A four-year member of the Canadian Professional Golf Tour Kris Wasylowich knows what it’s like to play under pressure.
But the native of Lethbridge felt even more pressure as he teed off for the 12th annual Red Deer Golf and Country Club Skins Game Tuesday afternoon.
“I don’t know what it is but I feel more pressure here than I do at normal (tour) events,” he said. “I got over some shots and I was pretty nervous. But a good nervous. because if you’re not nervous it’s not good.”
Wasylowich calmed some of those nerves when he drained a six-foot birdie putt on the 205-yard par-three fifth to pocket $3,000.
“When I made that putt it felt great as I was shutout last year,” said Wasylowich, who was up against Canadian Tour rivals Wes Heffernan and James Love of Calgary, Mike Mezei of Lethbridge and RDGCC host and head pro Ken Frame.

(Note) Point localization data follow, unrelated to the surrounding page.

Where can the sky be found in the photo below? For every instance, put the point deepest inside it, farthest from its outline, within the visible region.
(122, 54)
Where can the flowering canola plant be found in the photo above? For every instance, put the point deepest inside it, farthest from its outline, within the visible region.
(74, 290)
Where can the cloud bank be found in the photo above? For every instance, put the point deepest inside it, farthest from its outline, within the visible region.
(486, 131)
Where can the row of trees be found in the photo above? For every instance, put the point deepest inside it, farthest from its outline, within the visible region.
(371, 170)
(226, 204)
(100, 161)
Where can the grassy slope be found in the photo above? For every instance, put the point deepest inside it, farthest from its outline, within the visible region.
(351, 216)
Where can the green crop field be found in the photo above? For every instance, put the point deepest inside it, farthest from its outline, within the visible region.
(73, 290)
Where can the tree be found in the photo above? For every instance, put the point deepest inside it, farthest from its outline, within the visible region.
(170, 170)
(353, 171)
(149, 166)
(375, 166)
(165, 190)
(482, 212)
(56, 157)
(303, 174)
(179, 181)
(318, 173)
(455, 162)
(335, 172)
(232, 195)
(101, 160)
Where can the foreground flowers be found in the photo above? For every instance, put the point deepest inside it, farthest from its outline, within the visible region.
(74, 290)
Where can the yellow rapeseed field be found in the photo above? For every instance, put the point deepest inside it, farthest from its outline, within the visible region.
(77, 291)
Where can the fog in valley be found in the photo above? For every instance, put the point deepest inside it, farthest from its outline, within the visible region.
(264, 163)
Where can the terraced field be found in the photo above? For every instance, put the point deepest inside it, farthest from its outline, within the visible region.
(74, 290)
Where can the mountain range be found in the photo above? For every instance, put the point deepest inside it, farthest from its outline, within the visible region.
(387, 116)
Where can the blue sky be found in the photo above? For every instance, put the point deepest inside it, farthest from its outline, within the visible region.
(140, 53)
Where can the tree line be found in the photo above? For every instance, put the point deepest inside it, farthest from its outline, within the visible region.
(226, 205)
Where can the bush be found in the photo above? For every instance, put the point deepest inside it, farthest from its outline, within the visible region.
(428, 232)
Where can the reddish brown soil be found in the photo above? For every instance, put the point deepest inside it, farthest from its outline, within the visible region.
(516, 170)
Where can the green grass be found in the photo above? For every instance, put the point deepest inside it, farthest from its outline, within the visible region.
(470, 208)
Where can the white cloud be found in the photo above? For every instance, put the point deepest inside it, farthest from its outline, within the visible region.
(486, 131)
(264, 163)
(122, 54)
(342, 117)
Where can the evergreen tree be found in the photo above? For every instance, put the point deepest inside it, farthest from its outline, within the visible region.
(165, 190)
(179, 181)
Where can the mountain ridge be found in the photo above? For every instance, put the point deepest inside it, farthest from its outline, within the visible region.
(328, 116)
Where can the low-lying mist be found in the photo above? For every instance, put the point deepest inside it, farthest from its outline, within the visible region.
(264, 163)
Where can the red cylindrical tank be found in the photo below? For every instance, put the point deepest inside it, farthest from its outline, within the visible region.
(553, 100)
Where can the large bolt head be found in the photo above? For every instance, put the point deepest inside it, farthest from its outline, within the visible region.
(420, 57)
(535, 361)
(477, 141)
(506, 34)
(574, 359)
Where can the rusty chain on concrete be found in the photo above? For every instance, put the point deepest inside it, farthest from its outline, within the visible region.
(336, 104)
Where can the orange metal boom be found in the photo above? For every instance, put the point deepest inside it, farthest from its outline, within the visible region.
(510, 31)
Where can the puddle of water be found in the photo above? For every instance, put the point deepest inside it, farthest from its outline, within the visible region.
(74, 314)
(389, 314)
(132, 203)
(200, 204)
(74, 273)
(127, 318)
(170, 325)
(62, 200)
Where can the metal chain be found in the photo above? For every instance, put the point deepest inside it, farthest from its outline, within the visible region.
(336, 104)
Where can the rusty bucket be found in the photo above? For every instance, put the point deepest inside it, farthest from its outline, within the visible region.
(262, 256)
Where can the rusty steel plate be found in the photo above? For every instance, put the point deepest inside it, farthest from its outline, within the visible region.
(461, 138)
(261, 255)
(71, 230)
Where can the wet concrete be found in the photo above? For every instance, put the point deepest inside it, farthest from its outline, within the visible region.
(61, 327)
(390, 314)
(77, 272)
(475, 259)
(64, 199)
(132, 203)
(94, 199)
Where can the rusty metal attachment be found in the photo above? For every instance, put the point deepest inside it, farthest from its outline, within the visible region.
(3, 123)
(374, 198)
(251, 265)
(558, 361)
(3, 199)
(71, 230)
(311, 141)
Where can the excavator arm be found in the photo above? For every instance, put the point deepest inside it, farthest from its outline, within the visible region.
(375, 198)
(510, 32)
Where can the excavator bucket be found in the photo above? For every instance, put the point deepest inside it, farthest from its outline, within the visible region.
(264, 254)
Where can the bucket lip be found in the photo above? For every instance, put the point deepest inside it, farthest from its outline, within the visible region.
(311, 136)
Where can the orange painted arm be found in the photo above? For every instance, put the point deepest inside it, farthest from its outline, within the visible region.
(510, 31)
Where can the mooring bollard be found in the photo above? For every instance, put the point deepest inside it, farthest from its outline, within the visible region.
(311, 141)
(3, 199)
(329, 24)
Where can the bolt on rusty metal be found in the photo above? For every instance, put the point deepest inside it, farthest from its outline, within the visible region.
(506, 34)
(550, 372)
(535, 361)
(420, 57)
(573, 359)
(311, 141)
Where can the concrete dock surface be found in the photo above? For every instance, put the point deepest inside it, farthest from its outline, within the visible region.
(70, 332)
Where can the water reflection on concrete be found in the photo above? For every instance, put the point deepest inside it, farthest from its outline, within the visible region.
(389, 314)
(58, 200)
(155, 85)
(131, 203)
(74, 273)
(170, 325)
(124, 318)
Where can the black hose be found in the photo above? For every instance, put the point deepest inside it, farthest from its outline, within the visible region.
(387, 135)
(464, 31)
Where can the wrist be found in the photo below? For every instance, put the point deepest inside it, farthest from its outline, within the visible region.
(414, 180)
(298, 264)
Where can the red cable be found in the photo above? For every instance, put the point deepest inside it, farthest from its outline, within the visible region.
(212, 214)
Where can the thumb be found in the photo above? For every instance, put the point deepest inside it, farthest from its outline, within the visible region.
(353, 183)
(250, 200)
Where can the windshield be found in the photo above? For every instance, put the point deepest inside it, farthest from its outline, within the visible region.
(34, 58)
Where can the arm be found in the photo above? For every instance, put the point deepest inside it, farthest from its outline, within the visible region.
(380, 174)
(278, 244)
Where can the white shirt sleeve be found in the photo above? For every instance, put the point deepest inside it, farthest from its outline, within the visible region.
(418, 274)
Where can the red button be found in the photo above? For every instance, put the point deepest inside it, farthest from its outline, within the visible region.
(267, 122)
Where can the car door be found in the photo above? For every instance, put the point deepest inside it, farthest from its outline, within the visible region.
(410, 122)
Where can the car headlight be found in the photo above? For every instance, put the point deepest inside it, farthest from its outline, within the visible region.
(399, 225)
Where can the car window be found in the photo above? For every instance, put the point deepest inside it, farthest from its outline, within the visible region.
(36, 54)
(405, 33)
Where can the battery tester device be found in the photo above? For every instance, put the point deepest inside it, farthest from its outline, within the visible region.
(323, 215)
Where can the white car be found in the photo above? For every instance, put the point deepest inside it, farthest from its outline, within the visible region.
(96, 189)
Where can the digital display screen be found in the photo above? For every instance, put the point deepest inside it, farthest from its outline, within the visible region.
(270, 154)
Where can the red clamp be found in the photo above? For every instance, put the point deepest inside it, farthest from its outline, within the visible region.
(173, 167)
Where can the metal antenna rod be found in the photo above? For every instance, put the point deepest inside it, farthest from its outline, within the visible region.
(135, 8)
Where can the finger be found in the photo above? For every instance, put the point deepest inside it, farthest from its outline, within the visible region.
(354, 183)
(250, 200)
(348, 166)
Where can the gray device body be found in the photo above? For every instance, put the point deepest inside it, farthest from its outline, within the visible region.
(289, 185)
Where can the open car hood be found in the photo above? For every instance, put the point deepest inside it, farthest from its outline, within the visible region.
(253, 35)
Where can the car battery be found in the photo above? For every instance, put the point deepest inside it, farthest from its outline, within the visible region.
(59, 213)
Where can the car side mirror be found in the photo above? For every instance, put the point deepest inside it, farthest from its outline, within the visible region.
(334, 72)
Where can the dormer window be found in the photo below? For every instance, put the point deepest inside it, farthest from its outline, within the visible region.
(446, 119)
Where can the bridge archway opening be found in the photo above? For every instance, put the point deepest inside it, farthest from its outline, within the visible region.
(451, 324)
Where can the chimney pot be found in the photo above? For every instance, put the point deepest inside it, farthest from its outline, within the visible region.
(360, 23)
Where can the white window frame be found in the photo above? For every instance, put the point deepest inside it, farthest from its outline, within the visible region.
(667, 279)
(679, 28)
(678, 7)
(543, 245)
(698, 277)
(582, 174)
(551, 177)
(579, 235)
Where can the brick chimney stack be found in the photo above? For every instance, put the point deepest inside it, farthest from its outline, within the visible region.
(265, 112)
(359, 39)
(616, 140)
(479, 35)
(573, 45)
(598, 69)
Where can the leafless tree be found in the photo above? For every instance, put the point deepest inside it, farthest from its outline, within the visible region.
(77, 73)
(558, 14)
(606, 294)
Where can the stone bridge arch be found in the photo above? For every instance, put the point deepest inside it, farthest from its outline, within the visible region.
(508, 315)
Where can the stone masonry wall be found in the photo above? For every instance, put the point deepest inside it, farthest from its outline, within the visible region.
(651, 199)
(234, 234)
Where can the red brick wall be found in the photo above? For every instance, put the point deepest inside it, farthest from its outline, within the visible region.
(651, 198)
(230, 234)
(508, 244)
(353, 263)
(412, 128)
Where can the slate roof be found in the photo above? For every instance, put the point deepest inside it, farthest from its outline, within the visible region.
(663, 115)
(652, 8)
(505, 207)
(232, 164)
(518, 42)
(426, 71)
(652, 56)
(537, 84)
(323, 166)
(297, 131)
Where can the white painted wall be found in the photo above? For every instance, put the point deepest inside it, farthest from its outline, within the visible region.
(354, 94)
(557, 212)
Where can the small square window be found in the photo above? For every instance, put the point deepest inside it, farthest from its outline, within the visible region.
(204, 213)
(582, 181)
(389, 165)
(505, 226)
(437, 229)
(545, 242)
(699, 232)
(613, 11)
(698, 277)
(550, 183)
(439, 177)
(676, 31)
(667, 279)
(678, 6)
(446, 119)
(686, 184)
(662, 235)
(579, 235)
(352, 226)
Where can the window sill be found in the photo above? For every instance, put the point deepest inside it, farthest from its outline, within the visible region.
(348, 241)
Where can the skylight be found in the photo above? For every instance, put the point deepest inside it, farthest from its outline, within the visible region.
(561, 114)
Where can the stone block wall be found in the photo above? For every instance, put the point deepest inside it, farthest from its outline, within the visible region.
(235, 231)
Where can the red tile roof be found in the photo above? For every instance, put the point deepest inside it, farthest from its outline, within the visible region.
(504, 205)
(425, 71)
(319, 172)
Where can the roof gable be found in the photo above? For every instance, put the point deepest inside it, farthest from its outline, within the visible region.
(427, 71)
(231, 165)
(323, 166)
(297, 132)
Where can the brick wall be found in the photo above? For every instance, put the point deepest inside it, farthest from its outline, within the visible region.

Wasylowich added another $2,000 on the par-four ninth in a chip-off with Heffernan.
The two had the only birdies on the ninth, sending them back to the 100-yard marker. Neither came that close on the chip, but Wasylowich finished a yard closer.
“I’m not sure who hit the worst shot,” he said with a smile. “But overall it was a lot of fun. It’s something I look forward to every year, so I hope they ask me back next year.”
Wasylowich went home with $5,600 overall, including $100 for each of five birdies and a $100 for closest to the pin on No. 5.
His total was$ 173 more than he’s won on three stops of the Canadian Tour this season.
“I haven’t had my best stuff this year as my timing and alignment has been off, but I’ve scraped together a couple of decent finishes. I’m trying to build on that as I’m playing OK without my best stuff. I just have to go from here.”
Wasylowich tried to qualify for the PGA Tour a couple of years ago, but said he wasn’t ready.
“My short game was lacking,” he said. “I hit it OK, but you have to have a short game.”
Mezei won the only other skin, pocketing $1,750 when he chipped in from the edge of the green on the 398-yard par-four seventh.
Mezei also had $300 for birdies and $100 for closest to the pin on the par-three second hole.
Love had $200 for winning both long drives and $200 for birdies. Heffernan had a pair of birdies.
Heffernan hasn’t had a great year on the Canadian Tour as he’s won only $1,745 in three starts. But he more than made up for that as he won $16,539 for his 71st place finish in the US Open at Congressional in Washington, DC. two weeks ago.
“That was a lot of fun,” he said. “It was nice to finally make a cut on the PGA Tour.”
The US Open was Heffernan’s ninth PGA event and the first time he’s made a cut.
He did that by shooting a sparkling 31 on the back nine Friday when he shot a 71.
“I played well into the weekend. I didn’t play well on Sunday, but until that point I thought I played well and was pleased with that.”
What he hasn’t been pleased with is his game since returning home.
“I’ve worked on some changes in the off season and they started to feel pretty good at the US Open, but lately they’ve went the other way and I’ve been terrible since the Open.”
But some of that is getting over the pressure of competing at a major event.
“By Sunday (of the Open) I was fried mentally,” he said. “You have to be into every shot, even on the driving range they have 10,000 people watching and you need to hit a good shot or they wonder ‘who’s that guy and why is he here’. You’re completely focused on every shot all week. It’s a weird situation. I’m sure once you’re into it more often you’d be better, but it’s draining and I returned home last week and played in Fort McMurray and I just couldn’t focus. The Open took so much out of me.”
However, Heffernan can look back at the 31 he shot Friday and know that he can play with the best of them.
“I was also in the top 10 after 13 holes. I had a couple of bad holes thrown in, but I had a lot of stretches where I was hitting the ball well, which felt good. And the 31, especially at the US Open, has to give anyone confidence.”
It was the second time Heffernan played in the Open, missing the cut in 2001.
“It was my third pro event and I was a wide-eyed and nervous. That really didn’t help me this year. I think what helped more than anything was playing in the World Cup with Mike Weir in 2007 and with Graham Delaet in China in 2008. The crowds in China were huge, bigger than at the Open and I was comfortable there. It’s not a major, but it’s on a big stage.”
The 34-year-old hopes to get his game back and will attend the PGA Q school.
“Because I made the cut at the Open I can skip the first round of qualifying. I did that once before when I finished in the top two on the Canadian Tour, but I didn’t play well. Hopefully I can get it done this year and get my card, or at least play on the Nationwide Tour. There’s more events and more money.
“The Canadian Tour is good and a good place to play, but I’m looking to take the next step up.”
The Canadian Tour stops in Calgary beginning Thursday.